I've tuned the following parameters without seeing obvious improvement:
1. Batch interval: 1s, 2s, 5s, 10s
2. Parallelism: 1 x total num of cores, 2x, 3x 
3. StorageLevel: MEMORY_ONLY, MEMORY_ONLY_SER
4. Run type: yarn-client, standalone cluster

* My first question is: what are the max input rates you have observed on Spark Streaming? I know it depends on the workload and the hardware. But I just want to get some sense of the reasonable numbers.

* My second question is: any suggestion on what I can tune to improve the performance? I've found unexpected delays in "reduce" that I can't explain, and they may be related to the poor performance. Details are shown below

============= DETAILS =============

Below is the CPU utilization plot with 2s batch interval and 40,000 tweets/s. The latency keeps increasing while the CPU, network, disk and memory are all under utilized.


I tried to find out which stage is the bottleneck. It seems that the "reduce" phase for each batch can usually finish in less than 0.5s, but sometimes (70 out of 545 batches) takes 5s. Below is a snapshot of the wet UI showing the time taken by "reduce" in some batches where the normal cases are marked in green and the abnormal case is marked in red:


I further look into all the tasks of a slow "reduce" stage. As shown by the below snapshot, a small portion of the tasks are stragglers:


Here is the log of some slow "reduce" tasks on an executor, where the start and end of the tasks are marked in red.
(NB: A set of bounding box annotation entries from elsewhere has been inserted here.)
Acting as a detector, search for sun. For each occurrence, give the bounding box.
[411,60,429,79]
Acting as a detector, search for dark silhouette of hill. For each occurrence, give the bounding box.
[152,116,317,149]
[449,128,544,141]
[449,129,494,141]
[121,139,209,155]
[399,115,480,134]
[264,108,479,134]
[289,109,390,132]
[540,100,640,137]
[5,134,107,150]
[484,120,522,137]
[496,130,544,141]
They started at 21:55:43, and completed at 21:55:48. During the 5s, I can only see shuffling at the beginning and activities of input blocks.


...

For comparison, here is the log of the normal "reduce" tasks on the same executor:


It seems that these slow "reduce" stages keep latency increasing. However, I can't explain what causes the straggler tasks in the "reduce" stages. Anybody has any idea?

Thanks.